Strengths and limitations
Our present study is a cross-sectional study based on the data from occupational health checkups of 42,588 occupational noise-exposed workers. Strengths of the study are large sample size and high response rate among the subjects, as well as the occupational health checkups performed by certified and experienced physician and audiologists, thus ensuring the accuracy and credibility of all data; findings obtained based on this large sample size is more convincing. Besides, subgroup analysis of variables was conducted to avoid potential confounding factors. However, several limitations are also present in the current study and need to be mentioned. First, this study was based on a cross-sectional analysis, the results should be verified by prospective cohort studies in the future. Second, the questionnaire survey based on self-report measures of participants, which may cause bias to the results of the study. Third, some important information was not collected, such as hearing protection measure, the usage of headphones, BMI, dietary habit, etc., which were crucial factors influencing hearing loss and hypertension. Hence, in future studies, we will pay more attention to collecting the above missing data to make the results more convincing.

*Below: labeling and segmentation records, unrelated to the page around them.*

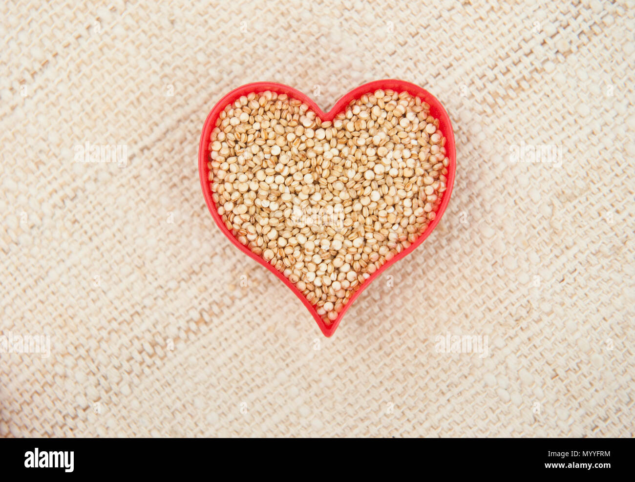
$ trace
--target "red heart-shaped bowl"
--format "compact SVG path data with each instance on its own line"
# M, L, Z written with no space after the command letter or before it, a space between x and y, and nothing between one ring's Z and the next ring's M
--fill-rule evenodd
M365 93L374 92L378 89L382 89L384 90L391 90L398 92L405 91L411 95L420 98L422 101L430 105L430 114L436 119L439 119L439 128L441 133L446 138L446 155L450 161L449 165L448 166L448 180L446 182L446 191L443 193L443 197L441 199L441 204L439 205L438 208L436 211L436 217L430 222L428 227L426 228L425 231L422 233L421 236L419 236L419 238L417 238L417 239L410 246L408 246L408 248L404 250L401 253L395 255L392 259L387 261L374 273L371 274L366 281L358 288L357 291L352 294L351 297L351 299L349 300L348 302L344 306L337 318L330 325L327 325L322 318L318 314L316 309L311 304L311 303L309 302L307 298L300 291L300 290L295 287L293 283L290 281L284 276L284 275L283 274L283 273L276 270L276 268L272 266L269 263L267 262L260 256L258 256L255 253L252 252L247 246L242 244L225 225L225 223L223 222L220 215L217 210L216 204L212 198L212 191L210 187L210 168L208 165L210 161L210 145L211 144L210 136L211 135L211 131L216 126L216 122L218 120L218 117L220 116L220 113L225 109L225 108L229 104L235 102L241 96L247 95L252 92L258 93L269 90L277 93L287 94L290 97L298 99L305 103L316 113L316 115L319 116L323 121L332 121L338 114L341 112L344 112L347 106L351 100L358 98ZM203 133L201 135L201 142L199 145L199 175L201 179L201 187L203 189L203 195L205 196L205 202L207 203L207 207L209 208L210 212L211 213L212 217L214 218L216 224L220 229L220 231L225 234L225 236L229 238L229 240L233 243L239 250L265 266L267 269L273 272L274 274L280 278L283 283L286 285L286 286L295 293L296 296L300 299L302 303L304 304L304 305L307 307L309 311L312 315L313 315L313 318L318 323L318 326L319 326L320 330L322 330L322 333L326 337L330 337L333 335L335 330L337 328L338 325L340 324L340 321L342 320L342 317L344 317L344 313L346 312L347 310L348 310L348 309L351 307L353 302L355 301L355 299L359 296L359 294L369 285L370 285L373 279L377 278L377 276L383 272L389 266L397 262L414 251L419 244L424 242L424 240L428 237L430 233L432 232L432 230L441 220L441 216L443 215L443 212L445 211L445 208L448 206L448 203L450 201L450 194L452 192L452 186L454 184L456 164L456 152L455 149L454 133L452 131L452 124L450 123L448 113L445 111L445 109L443 108L441 102L439 102L439 100L434 97L434 96L425 89L415 85L414 84L396 79L375 81L374 82L370 82L368 84L361 85L343 96L339 100L337 101L337 102L335 103L333 109L326 113L323 112L321 109L318 107L314 102L309 98L304 93L287 85L284 85L283 84L277 84L272 82L255 82L251 84L246 84L239 87L237 89L234 89L231 92L225 95L218 102L218 103L217 103L216 105L214 106L214 108L211 109L211 112L210 112L209 115L207 116L207 119L205 119L205 123L203 124Z

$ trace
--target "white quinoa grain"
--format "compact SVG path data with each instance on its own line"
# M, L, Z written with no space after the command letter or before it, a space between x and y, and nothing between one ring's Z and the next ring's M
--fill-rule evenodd
M225 225L327 324L436 217L450 161L428 109L378 90L326 122L286 95L254 93L211 133L210 182Z

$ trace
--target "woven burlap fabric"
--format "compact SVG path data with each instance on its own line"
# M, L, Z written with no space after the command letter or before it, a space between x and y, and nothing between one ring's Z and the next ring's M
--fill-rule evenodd
M0 353L3 436L633 436L632 2L0 11L0 335L50 337ZM446 106L454 191L325 338L214 224L199 137L244 83L386 77Z

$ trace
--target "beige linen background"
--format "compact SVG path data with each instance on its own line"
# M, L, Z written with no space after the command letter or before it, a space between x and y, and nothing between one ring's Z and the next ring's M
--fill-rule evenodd
M0 335L51 344L0 353L0 435L633 436L632 2L0 10ZM454 192L326 338L214 224L199 137L244 83L385 77L446 105Z

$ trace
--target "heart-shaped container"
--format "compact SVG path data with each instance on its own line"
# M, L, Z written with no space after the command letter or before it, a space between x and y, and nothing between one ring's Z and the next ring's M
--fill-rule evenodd
M241 96L246 95L251 92L264 92L265 91L269 90L277 93L287 94L290 97L293 97L305 102L311 108L311 109L316 113L316 115L319 117L323 121L332 121L335 118L335 116L345 110L347 106L351 100L361 97L363 94L368 93L369 92L374 92L378 89L382 89L384 90L391 90L398 92L405 91L411 95L420 98L422 100L430 105L430 114L436 119L439 119L439 130L446 138L446 155L450 161L450 164L448 166L447 186L445 192L443 193L443 197L441 199L441 204L436 211L437 214L436 217L435 217L432 222L428 225L425 231L424 231L417 241L408 246L407 249L404 250L401 253L395 255L392 259L387 262L381 267L377 269L377 271L373 273L358 289L358 290L352 294L351 299L349 300L348 302L344 305L342 311L340 312L337 318L333 321L333 323L330 325L327 325L322 318L318 314L318 312L316 311L315 308L311 304L311 303L309 302L302 292L300 292L300 290L295 287L295 285L290 281L288 279L284 276L284 275L276 270L272 265L265 261L260 257L253 253L246 246L241 244L241 243L234 237L231 232L230 232L225 225L225 223L223 222L220 215L217 210L216 204L212 198L212 191L210 187L210 169L208 166L208 163L210 161L210 145L211 142L210 140L210 135L211 134L211 131L216 126L216 121L218 120L220 113L225 109L225 108L229 104L233 103L238 99ZM237 89L234 89L231 92L225 95L217 103L213 109L211 109L211 111L207 116L207 119L205 119L205 123L203 124L203 132L201 134L201 142L199 144L199 175L201 179L201 187L203 189L203 193L205 197L205 202L207 203L207 207L210 209L210 212L211 213L211 216L216 222L217 225L218 225L220 231L225 234L225 236L229 238L229 240L233 243L239 250L267 268L274 274L280 278L283 283L286 285L286 286L295 293L296 296L300 298L302 303L304 304L304 305L309 309L309 311L311 313L311 314L313 315L313 318L318 323L318 326L319 326L322 333L326 337L330 337L333 335L335 330L337 328L338 325L340 324L340 321L342 321L342 318L344 317L344 314L348 309L351 307L353 302L354 302L357 297L359 296L360 293L364 289L366 289L366 288L373 281L373 279L381 274L381 273L382 273L389 266L397 262L414 251L417 247L423 243L425 238L429 236L430 233L432 232L432 230L441 220L441 216L443 215L445 208L448 206L448 203L450 201L450 196L452 192L452 186L454 184L456 164L457 160L454 144L454 132L452 130L452 124L450 121L450 117L448 116L448 113L445 111L445 109L443 108L441 102L439 102L434 96L427 90L419 87L417 85L411 84L409 82L404 82L404 81L393 79L375 81L374 82L370 82L368 84L364 84L359 87L356 87L348 93L344 95L339 100L337 101L337 102L335 103L335 105L333 107L333 108L326 113L323 112L314 101L309 98L304 93L291 87L290 87L289 86L284 85L283 84L277 84L272 82L255 82L251 84L246 84L239 87Z

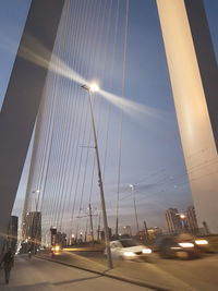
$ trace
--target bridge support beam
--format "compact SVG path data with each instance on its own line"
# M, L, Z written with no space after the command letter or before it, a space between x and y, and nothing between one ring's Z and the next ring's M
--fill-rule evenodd
M157 0L198 225L218 233L218 71L202 0Z
M2 105L0 253L38 112L63 3L64 0L32 0Z

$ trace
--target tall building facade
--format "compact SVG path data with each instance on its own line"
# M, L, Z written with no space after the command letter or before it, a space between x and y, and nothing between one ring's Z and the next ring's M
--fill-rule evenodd
M166 220L170 233L181 232L182 223L177 208L169 208L166 211Z

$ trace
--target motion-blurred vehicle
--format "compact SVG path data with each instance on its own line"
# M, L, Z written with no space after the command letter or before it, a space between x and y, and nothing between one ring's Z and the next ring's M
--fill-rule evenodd
M60 254L60 251L61 251L60 245L53 245L51 247L51 256L55 257L55 255Z
M190 233L162 235L156 242L156 251L162 258L196 258L201 257L208 242L196 239Z
M149 247L133 239L112 241L110 242L110 250L114 259L147 259L152 254ZM107 255L106 251L105 255Z

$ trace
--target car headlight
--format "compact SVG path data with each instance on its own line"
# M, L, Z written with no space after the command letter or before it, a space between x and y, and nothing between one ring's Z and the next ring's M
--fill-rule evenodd
M182 247L194 247L194 243L178 243Z
M135 254L133 252L125 252L124 256L135 256Z
M150 248L144 248L143 254L150 254L153 251Z
M198 244L198 245L205 245L205 244L208 244L208 241L206 241L206 240L196 240L195 243Z

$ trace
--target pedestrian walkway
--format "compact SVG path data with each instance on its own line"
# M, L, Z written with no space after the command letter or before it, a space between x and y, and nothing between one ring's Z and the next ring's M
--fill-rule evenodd
M93 272L80 270L27 256L16 256L8 286L0 271L0 290L14 291L146 291L147 288L110 279Z

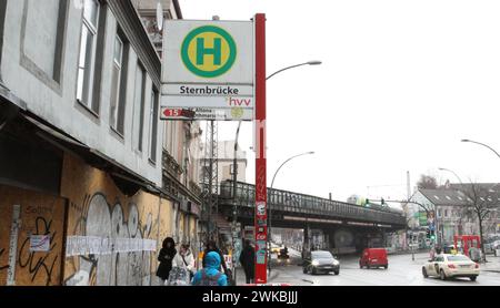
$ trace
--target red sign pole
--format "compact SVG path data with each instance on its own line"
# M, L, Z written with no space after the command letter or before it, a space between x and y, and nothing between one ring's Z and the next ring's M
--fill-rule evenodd
M266 14L256 27L256 284L266 284L268 240L268 188L266 162Z

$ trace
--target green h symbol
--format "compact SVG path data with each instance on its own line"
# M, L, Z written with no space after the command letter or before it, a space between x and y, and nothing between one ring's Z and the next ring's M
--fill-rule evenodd
M197 65L203 65L204 55L213 55L213 65L220 65L221 62L221 48L222 43L220 38L213 39L213 48L204 48L204 39L197 39Z

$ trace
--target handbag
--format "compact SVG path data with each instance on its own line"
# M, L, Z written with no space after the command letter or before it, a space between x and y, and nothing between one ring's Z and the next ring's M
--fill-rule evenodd
M186 261L184 256L181 255L181 257L182 257L182 260L184 261L186 268L188 268L188 263ZM194 277L194 274L192 274L192 271L189 269L188 269L188 271L189 271L189 279L192 280L192 278Z

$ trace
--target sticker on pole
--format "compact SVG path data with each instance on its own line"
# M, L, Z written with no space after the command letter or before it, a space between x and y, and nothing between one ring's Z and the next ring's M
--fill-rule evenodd
M49 251L50 235L31 235L30 251Z
M259 215L259 216L266 215L266 203L264 202L257 203L257 215Z

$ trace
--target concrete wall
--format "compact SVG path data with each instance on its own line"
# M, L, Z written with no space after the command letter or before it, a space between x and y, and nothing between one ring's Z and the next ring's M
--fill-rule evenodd
M134 74L138 61L138 52L132 44L128 62L123 138L110 129L112 51L117 33L113 12L109 6L106 11L101 10L107 19L106 24L101 24L106 27L103 45L98 47L103 49L103 58L98 95L100 107L99 114L96 115L76 100L82 10L76 6L78 1L51 0L47 3L43 1L43 6L41 2L7 2L0 68L6 86L27 103L29 111L161 187L161 129L158 130L157 164L149 162L148 133L152 85L150 76L147 80L144 96L143 153L137 153L132 146ZM50 8L46 7L49 4ZM37 9L40 6L42 9ZM54 31L60 33L60 41L52 37ZM146 32L143 35L146 37ZM33 41L33 38L37 40ZM60 43L60 49L56 45L57 42ZM59 78L53 71L53 68L58 66ZM148 70L148 65L146 68ZM148 75L150 74L151 72L148 72Z
M0 196L0 286L8 280L18 286L60 285L66 201L2 185ZM13 226L17 205L18 227ZM47 249L32 251L31 235L48 235Z
M126 196L108 174L71 155L64 156L61 194L70 204L66 285L158 284L157 254L172 235L170 202L142 191Z

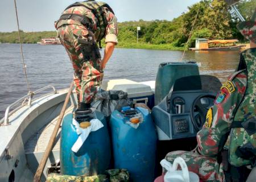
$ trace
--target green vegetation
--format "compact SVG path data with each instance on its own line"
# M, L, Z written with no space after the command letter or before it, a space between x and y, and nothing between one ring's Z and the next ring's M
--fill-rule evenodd
M246 19L252 16L256 0L243 0L237 5ZM237 31L238 18L224 1L203 0L188 7L189 11L172 21L155 20L125 22L118 23L118 47L123 48L181 50L195 46L196 38L209 39L238 39L245 41ZM229 13L231 12L232 14ZM196 19L198 13L197 18ZM188 46L193 22L194 30ZM140 26L139 43L137 43L137 27ZM24 43L36 43L42 38L56 36L55 31L22 32ZM0 42L18 43L17 32L0 32Z

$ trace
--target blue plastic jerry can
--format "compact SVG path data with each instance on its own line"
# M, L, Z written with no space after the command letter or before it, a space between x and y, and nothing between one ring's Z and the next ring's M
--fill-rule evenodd
M60 139L60 169L63 175L92 176L109 168L111 150L106 119L97 111L90 114L91 118L99 119L104 127L90 133L77 152L71 150L79 138L72 124L73 114L67 115L63 119Z
M115 110L110 126L114 167L127 169L132 181L154 181L157 135L148 110Z

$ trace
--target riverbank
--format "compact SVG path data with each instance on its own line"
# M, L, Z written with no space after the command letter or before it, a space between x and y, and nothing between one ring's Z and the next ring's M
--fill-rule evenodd
M146 43L123 43L119 42L117 46L118 48L145 49L154 50L184 51L184 47L175 47L172 44L152 44Z

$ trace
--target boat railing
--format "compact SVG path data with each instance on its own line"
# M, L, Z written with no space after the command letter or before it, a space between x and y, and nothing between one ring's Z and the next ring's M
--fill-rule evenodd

Prevention recommendations on noise health hazards
It can conclude that the prevalence rates of NIHL and hypertension are high in our study workers and occupational noise exposure is an important factor. We suggest that reducing noise exposure in the workplaces and improving preventive measure to prevent occupational noise-exposed workers from NIHL, hypertension, and other adverse health effects. In addition, occupational noise-exposed workers should strengthen own protection consciousness and wear earplugs properly while working.
Regular PTA examination and blood pressure monitoring should be performed by physicians among occupational noise-exposed workers. Also, safety standards for noise in the workplaces should also be monitored regularly to decide if compliance with the safety standards of industrial noise. Finally, if workers were identified to have potential risk of developing NIHL and hypertension by screening should be transferred to new job post with less or no noise exposure.